The Anteimoro, last of the overseas migrants to settle in Madagascar, conclude the essential formation of the Malagasy people. From genealogies and early European accounts, it is estimated that two initial contingents of the Anteimoro reached Madagascar around 1490 and settled at Matitana by 1512. The last and final one arrived by 1540. As a group, the Anteimoro were able to impose their own political and social structure on the tompontany of Matitana. Through intermarriage, the Anteimoro adopted the Malagasy language while moving toward endogamy to preserve their distinct identity as well as aristocratic position.

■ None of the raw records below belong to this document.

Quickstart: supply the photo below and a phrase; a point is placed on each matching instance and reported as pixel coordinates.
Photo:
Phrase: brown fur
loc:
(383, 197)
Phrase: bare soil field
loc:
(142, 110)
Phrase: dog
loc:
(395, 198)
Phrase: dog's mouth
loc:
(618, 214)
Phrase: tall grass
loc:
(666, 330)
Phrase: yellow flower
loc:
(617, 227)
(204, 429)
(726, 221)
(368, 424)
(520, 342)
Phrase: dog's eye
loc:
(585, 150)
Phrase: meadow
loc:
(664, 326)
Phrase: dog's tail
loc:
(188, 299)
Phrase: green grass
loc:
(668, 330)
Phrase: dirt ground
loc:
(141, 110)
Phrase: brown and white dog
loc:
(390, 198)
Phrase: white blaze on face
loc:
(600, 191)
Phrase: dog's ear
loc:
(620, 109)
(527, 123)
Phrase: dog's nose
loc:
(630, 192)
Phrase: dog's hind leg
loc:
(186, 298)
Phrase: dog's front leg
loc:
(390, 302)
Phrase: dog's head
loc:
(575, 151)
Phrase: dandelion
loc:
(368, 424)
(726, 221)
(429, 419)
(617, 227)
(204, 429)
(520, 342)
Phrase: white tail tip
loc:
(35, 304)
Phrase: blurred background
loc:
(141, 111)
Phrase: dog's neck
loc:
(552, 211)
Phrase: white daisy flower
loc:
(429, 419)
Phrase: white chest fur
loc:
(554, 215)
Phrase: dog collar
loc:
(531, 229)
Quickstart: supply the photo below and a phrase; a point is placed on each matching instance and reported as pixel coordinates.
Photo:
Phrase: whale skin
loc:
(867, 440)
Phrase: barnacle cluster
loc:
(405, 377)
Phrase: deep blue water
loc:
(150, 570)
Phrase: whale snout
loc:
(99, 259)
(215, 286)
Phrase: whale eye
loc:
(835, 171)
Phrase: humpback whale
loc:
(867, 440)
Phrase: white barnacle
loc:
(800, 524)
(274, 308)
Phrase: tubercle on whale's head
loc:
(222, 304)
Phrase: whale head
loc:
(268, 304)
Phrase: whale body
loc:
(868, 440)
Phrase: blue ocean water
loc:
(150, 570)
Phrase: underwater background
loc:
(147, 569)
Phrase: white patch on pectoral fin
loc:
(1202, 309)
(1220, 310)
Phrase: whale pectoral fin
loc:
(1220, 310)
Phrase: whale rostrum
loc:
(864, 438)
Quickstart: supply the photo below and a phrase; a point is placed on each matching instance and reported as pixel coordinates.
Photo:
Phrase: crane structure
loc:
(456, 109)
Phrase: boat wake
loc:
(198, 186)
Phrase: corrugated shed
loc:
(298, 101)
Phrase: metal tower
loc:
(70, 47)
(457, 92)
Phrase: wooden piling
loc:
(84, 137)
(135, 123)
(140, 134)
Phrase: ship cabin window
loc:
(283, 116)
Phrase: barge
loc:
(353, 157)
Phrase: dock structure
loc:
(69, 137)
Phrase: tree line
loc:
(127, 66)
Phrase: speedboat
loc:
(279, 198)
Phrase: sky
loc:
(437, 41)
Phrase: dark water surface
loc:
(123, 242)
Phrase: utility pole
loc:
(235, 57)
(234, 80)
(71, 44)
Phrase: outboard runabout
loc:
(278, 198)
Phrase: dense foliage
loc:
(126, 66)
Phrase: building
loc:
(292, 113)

Alone in Madagascar, the Anteimoro developed a scribal tradition, manifested in countless Arabico-Malagasy Sora-bé manuscripts. One appears to antedate the 1600s, most were composed in the nineteenth century, but some are undoubtedly copies of earlier Sora-bé. An old Anteimoro vocabulary reveals a much higher percentage of Arabic words than are found today. While Islam is now extremely diluted among them, due to the complete isolation of the Anteimoro, there is no doubt that they were once zealotic Muslims.
The problem of their origin, explored by Grandidier, Ferrand and Julien, has been suspended between Arabia and the Swahili coast. Neither can be accepted. At least one genealogy shows a ‘pause’ of ten generations between the great ancestor of the Anteimoro in Madagascar and the last descendant of a line that had fled from Arabia. While there is no plausible alternative for this ‘pause’ other than Africa, the Swahili coast must be discounted in the absence of any architecture among the Anteimoro and of Swahili loan-words, phonemes and calligraphy. Attempts to see the etymon of Anteimoro (phon. temūrū) as Malagasy or as Swahili ‘Mahūrū’ (slaves) are also unsatisfactory. Imperfect as it may be, partial evidence points to Temur, a people of eastern or southern Ethiopia who vanished locally in the fifteenth century. It is also suggested that there were connexions with the Qadiriyya tarika, which Anteirnoro religious specialists sought to extend into Madagascar without success.